Company requests rezoning Lake Drive lot
Columbus could soon be welcoming a new business, to the chagrin of some neighbors of the proposed 59-acre automobile auction facility.
A current proposal from Insurance Auto Auctions Inc. would turn farmland into an office building and a lot for damaged vehicles, and city residents who live near the site have opened a petition in protest.
Looking to add another location to its business that includes more than 160 auction lots in the United States and Canada, Insurance Auto Auctions wants to build west of Lake Drive (County Road 23), north of Pine Street. Turn lanes into the site from the north and south are proposed.

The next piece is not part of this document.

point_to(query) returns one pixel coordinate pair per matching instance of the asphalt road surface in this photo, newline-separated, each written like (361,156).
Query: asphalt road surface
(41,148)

That access leads to only 20 acres of commercial property, however, and the company has applied with the city of Columbus for a rezoning and comprehensive plan amendment for 40 acres of adjoining agricultural land further west toward Zodiac Street.
The business would add an estimated 250 vehicle trips weekdays to Lake Drive, which currently sees average daily traffic counts of 6,600. All vehicles that are sold from Insurance Auto Auctions lots have been assessed as total losses by insurance companies, dealerships or rental car agencies following crashes or collisions.
When sold through auction, each vehicle leaves just as it arrived with no disassembly. General hours of operation would be 8 a.m. to 5:30 p.m. weekdays, typically including one live auction weekly, though the company receives about 70 percent of its bids online.
“It doesn’t belong in a residential neighborhood,” said Zodiac Street resident Steve Wagamon, whose prospects could involve seeing an 8-foot chain-link fence buffered by landscaping around a property where he and neighbors currently overlook corn and soybean fields.
Wagamon spoke during a public hearing before the Columbus Planning Commission in October. The requests for rezoning and a comprehensive plan amendment, plus a conditional use permit, were on the Planning Commission’s agenda for Wednesday, Nov. 6, but the applicant also asked the commissioners earlier this week to delay their discussions until December.
If the Planning Commission approves the company’s requests, the board’s recommendations would go to the City Council.